Yes, they ignored it, for what else could they do? They knew the danger, but like so many people in the pages of history books long gone by, they could only stare at it, paralysed, uncomprehending, unable to quite believe it was happening, until it was too late.

'Is this one of yours?' said Eloquentia, giving Thomas a hug and looking up at a triptych of two-dimensional paintings which had geometric designs scratched into a ply-wood base. Above each, a painted pane of glass was fixed, giving the abstract designs depth, and the feeling that one was looking into a carefully thought-out alternative world.

'Yes, do you like it?'

'Are they for sale?'

'Some are. Here, let’s have a look round my studio and see if there's anything else.'

'I want that one,' Eloquentia said, pointing to the middle panel in what was clearly a series.'

'It's a series, I can't break them up. Besides, I'm very fond of them.'

'I'll give you double what they usually go for and I'll take them all.' Arabella's heart nearly skipped a beat.

'Ok! I'm not that fond of them,' she said, giggling nervously, 'I'm not going to go all out Mark Rothko. Can't afford to!' They carried on a friendly banter while returning to the kitchen, where Jeremy and Jude stood polarised at opposite ends of the long wooden table, a bottle of Provençal rosè wine standing between them like a referee, giving off a curious, orange glow.

Next door, in front of a television, watching cartoons and chuckling to herself, a clearly very disabled little girl sat in a wheelchair. Jude had introduced Jeremy to her, bending down next to her and saying softly, 'This is Jeremy.' The child looked at Jeremy and smiled. Jude waited for the response. Baden stood there stiffly, unsmiling. It was though he was genuinely caught without anything to say.
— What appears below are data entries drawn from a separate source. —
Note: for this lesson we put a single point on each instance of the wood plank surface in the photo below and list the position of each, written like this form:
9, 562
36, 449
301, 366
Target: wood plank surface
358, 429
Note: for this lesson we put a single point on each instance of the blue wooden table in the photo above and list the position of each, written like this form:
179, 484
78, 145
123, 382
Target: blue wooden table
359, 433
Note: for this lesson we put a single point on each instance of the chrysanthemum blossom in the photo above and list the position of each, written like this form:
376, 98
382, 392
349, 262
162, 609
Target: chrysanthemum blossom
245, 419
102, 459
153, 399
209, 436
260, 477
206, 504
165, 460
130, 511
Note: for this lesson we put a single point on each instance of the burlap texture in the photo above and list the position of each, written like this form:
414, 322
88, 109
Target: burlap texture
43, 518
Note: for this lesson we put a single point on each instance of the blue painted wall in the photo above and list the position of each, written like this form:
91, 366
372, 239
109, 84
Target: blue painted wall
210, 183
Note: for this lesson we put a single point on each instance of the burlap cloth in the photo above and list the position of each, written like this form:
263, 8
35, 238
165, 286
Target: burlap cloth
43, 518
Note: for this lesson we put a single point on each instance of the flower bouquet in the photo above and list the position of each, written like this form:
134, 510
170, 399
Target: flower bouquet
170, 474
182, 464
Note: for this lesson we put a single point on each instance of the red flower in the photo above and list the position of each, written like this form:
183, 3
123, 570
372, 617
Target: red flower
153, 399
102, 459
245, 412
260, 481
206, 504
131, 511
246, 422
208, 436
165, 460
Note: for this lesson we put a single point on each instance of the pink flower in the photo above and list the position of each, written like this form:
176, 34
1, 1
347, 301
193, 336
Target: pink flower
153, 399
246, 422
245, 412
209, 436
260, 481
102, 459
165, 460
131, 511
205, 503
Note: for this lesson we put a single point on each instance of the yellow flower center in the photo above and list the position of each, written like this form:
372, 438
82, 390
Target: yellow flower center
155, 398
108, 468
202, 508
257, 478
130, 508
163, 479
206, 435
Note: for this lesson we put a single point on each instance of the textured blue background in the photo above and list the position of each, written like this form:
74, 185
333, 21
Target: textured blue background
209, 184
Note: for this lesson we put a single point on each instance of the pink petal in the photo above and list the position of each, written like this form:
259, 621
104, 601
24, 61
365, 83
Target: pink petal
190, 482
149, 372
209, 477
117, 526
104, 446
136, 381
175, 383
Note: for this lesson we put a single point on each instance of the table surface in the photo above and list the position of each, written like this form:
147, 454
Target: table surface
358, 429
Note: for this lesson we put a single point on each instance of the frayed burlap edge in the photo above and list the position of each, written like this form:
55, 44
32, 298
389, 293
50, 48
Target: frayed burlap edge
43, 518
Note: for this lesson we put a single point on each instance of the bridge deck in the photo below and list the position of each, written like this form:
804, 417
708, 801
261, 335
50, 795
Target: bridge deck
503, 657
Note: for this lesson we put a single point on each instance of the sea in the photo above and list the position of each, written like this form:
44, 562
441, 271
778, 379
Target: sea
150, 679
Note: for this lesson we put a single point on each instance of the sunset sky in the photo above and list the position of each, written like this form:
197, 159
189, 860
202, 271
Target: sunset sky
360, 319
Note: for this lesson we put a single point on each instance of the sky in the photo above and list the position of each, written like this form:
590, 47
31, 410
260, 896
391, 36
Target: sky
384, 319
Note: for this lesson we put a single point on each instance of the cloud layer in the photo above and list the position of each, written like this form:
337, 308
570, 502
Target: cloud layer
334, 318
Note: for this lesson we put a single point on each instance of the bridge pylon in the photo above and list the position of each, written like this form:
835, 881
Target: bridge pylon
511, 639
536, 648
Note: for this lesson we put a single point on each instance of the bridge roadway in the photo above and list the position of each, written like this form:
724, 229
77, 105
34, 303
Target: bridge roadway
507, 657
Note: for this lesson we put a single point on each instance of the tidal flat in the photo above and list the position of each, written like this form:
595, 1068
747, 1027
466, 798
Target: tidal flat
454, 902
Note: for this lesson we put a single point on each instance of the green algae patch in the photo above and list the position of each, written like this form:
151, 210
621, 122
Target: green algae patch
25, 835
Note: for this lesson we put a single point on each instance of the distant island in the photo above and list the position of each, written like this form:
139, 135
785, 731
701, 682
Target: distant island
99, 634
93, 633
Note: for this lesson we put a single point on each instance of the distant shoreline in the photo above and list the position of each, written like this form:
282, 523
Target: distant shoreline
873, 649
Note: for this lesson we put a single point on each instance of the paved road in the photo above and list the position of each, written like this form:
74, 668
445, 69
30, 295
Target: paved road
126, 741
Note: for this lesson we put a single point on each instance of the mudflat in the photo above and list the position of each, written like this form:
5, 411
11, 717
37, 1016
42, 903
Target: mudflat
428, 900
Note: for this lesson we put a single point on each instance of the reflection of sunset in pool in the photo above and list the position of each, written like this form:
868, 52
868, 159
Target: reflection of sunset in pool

When he did smile and say hello to the little girl, who could not care less what it was that he said, only that it sounded kind, he managed a weak squeak. Jude watched the performance very carefully. He was used to this. After that, there was not much more they could say to each other, so they just stood in the kitchen, waiting for the women to relieve them from their interminable in camera caritatis.

'How are you two getting along?' said Eloquentia.

'Oh, fine, thanks,' said Jeremy and Jude at the same time.

'Sorry, forgot to pour,' said Jude. Jeremy watched him pouring the wine into the four glasses standing on the table. Yes, he had seen enough to know that while Arabella was clearly from a similar caste, perhaps, in fact, from a higher one, Jude represented nothing more than those dullards he had to deal with from time to time. They were only good to be used, and if not that, then for nothing. And as for Jude he now knew what he had long suspected about Jeremy Baden-Flogg. All that talk, blaming the poor for being poor, and for foreigners spoiling people’s lives, revealed a nasty little contraction of the soul in a woman or man, one caused by shutting themselves off in a Blakean cave.

'We'll see you at Teddy and Lala's sometime. Jeremy stayed over there last night. Teddy was at his wits end apparently.'

A likely story thought Arabella. 'Oh, poor thing,' she said.

Once the Baden-Floggs had gone, Arabella and Jude exuded a sigh. Both felt slightly dirty.

As Jeremy drove the hired transporter along the drive away from the Camerons’ house, Eloquentia and the children, except for Thomas, who sat sullen with fixed facial misery apparent, waved enthusiastically goodbye.

'Well, what did you think?' said Eloquentia.